University of Florida
Dept. of Electrical and Computer Engineering
There are two major aspects of the proposed research. The first is to model the vibratory motion of the vocal folds. The second is to improve the modeling of, and, thereby, the synthesis of fricatives, plosives, and affricates using the articulatory speech synthesizer. The latter task will require the development of models for the excitation for these phonemes, for which we propose two approaches: spectral shaping and nonlinear dynamic modeling. Nonlinear dynamic modeling will also be included in the vocal fold modeling. Both the vocal fold model and noise source model will be used to illuminate our understanding of the cause and effect relationships between voice production features and aspects of the acoustic signal through the use of interactive, articulatory speech synthesis. The results of this research will lead to the improvement of our existing models of several voice types (modal register, vocal fry, and breathy). In addition we will be able to extend our models to other voice types (e.g., whisper, falsetto, and harsh).
The interactive vocal fold model will provide a method for viewing aspects of the three-dimensional dynamic vibratory motion of the vocal folds. This model will be a predictive model of phonatory acoustics, and a model of glottal aerodynamics. There will be a means for calculating the glottal area, the vocal tract area, and the volume velocity of airflow. The motion of the vocal folds in the model will be controlled by several methods, including sinusoidal functions and nonlinear dynamic modeling. A major motivation for this model is that imaging and other methods for measuring aspects of vocal fold vibratory motion are difficult tasks.

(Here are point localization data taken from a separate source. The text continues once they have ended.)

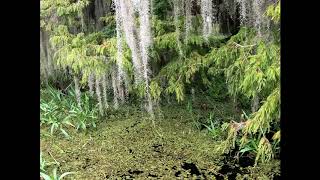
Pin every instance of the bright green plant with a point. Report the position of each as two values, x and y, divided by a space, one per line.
54 175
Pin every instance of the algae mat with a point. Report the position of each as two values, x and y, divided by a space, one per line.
132 147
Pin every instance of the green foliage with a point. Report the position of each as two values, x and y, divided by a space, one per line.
61 111
54 175
161 8
273 11
213 128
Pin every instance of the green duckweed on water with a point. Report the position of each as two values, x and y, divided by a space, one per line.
128 145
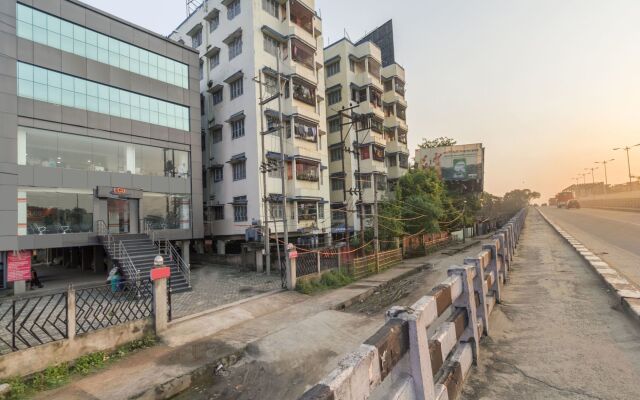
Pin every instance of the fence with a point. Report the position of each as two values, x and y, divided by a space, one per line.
97 307
421 245
35 320
32 321
422 367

A unique aspect of the research is that the proposed excitation models (vocal fold model and noise source model) and the speech synthesizer will be interactive, allowing the user to adjust features of the models that are related to physiological characteristics of the speech production process. By making such parameter adjustments the researcher will be able to interactively test new hypotheses concerning voice production. Three possible applications would be training aids for the hearing impaired, methods to improve the design of speech production systems for the vocally impaired, and speech coding based on articulatory movement.
Childers, D. G., Glottal source modeling for voice conversion, Speech Communication, 16, 1995, 127-138.
Childers, D. G. and Ahn, C., Modeling the glottal volume-velocity waveform for three voice types, J. Acoust. Soc. Am., 97, 1995, 505-519
Childers, D. G. and Hu, H. T., Speech synthesis by glottal linear prediction, J. Acoust. Soc. Am., 96, 1994, 2026-2036.
P. B. Denes and E. N. Pinson, The Speech Chain, 2nd Edition, W. H. Freeman, 1993 (paperback).
L. R. Rabiner and R. W. Schafer, Digital Processing of Speech Signals, Prentice-Hall, Inc., 1978.